With reunited member Christine McVie, Fleetwood Mac begins a new chapter in their career. On Saturday, they performed a near-soldout show at the XL Center in Hartford
HARTFORD _ On tour with core member Christine McVie for the first time in 16 years, classic rock group Fleetwood Mac performed at the XL Center on Saturday night, offering up a two-and-a-half hour, 24 song set.
While the show didn’t appear to be a complete sell-out, there were scattered empty seats here and there, it was a representative and re-energized crowd that came to view the first leg of the legendary group’s “On with the Show” tour.
The inclusion of McVie adds another vocal and a few more songs to the set list but her real value is giving the band another reason to tour and motivation for the audience to come out for another go around.
Every brand needs a story and this time out for the Fleetwood Mac brand the best and only new story to tell is the reunion with the popular McVie.
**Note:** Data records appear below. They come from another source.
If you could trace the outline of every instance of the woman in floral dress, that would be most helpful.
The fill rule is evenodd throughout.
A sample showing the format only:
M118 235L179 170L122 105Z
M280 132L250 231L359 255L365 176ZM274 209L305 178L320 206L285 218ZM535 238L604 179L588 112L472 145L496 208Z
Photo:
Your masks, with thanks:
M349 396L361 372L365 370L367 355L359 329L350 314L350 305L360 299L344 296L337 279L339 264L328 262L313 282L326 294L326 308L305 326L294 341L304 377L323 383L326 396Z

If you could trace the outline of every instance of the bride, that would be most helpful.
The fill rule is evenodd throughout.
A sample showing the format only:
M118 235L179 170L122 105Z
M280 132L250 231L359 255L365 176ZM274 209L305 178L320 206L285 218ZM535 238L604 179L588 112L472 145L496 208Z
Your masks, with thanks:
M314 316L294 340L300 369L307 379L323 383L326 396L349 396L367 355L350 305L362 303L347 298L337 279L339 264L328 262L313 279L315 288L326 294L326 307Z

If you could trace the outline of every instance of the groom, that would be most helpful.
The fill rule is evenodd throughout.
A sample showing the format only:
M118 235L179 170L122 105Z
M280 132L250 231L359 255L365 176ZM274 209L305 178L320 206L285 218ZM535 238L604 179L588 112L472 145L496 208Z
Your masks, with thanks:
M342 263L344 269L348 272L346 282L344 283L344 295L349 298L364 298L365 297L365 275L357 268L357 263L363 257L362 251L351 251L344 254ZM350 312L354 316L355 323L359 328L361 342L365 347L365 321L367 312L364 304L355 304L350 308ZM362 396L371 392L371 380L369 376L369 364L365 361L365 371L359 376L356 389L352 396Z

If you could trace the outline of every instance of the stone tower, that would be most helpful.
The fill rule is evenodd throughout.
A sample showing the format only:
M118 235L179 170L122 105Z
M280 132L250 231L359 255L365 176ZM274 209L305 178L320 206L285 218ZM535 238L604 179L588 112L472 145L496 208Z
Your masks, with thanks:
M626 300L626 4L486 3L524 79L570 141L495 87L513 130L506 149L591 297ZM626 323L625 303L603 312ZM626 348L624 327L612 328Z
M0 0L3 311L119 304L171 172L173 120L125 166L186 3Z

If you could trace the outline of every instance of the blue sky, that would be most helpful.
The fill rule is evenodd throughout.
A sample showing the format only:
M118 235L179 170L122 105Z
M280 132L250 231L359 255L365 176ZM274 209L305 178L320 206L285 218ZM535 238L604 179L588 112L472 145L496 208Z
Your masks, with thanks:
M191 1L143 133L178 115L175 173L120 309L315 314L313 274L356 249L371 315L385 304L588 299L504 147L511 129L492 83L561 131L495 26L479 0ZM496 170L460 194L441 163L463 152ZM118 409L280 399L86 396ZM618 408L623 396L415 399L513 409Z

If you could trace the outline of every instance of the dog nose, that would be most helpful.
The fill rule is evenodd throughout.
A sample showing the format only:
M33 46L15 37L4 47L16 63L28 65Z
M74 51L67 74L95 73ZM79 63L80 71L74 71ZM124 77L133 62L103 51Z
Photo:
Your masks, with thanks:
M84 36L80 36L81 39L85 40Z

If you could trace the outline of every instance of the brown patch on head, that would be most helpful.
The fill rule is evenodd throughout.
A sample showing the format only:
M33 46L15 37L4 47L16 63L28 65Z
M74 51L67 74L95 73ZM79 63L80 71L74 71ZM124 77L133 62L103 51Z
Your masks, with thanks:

With a dramatic flair, the group opened with “The Chain,” a relationship song that served as an affirmation of the reunited parts with the refrain “chain, keep us together.” McVie chimed in next with “You Make Lovin’ Fun,” and the narrative began to unfold.
Guitarist Lindsey Buckingham said the return of McVie solidified this highly dysfunctional group of former lovers, bandmates, and friends as not only survivors, but as an entity that will continue to thrive and grow.
“Her return begins a brand new chapter for us,” he said. “One that will be both profound and prolific.”
Musically the show was a series of highlights with only a handful of misses. “Dreams” came off as tired while songs like “Sisters of the Moon,” and “I’m So Afraid” could have been left off the set list.
The band, backed by an extra drummer, guitarist, keyboard player, and three vocalists, breathed life into songs like “Second Hand News,” Seven Wonders,” and “Gold Dust Woman.”
The centerpiece of the performance kicked off with Lindsey Buckingham’s solo acoustic version of “Big Love,” with the guitarist picking and strumming up an orchestral mix with his guitar while adding some vocal effects to create a full band sound.
He was joined by Stevie Nicks for “Landslide” and an even more poignant version of “Never Going Back,” delivered as a plaintive ballad.
The duet was a strong point of the performance and it’s not too far-fetched to think a Buckingham-Nicks tour would be the natural follow-up story to tell once this tour is complete.
Nicks got completely untracked while trying to introduce “Gypsy,” the only speed bump on the road to a strong finish that featured the hit “Go Your Own Way.”
The double encore included the obligatory Mick Fleetwood percussion solo, the hit “Silver Spring,” and McVie’s piano-laden “Songbird.”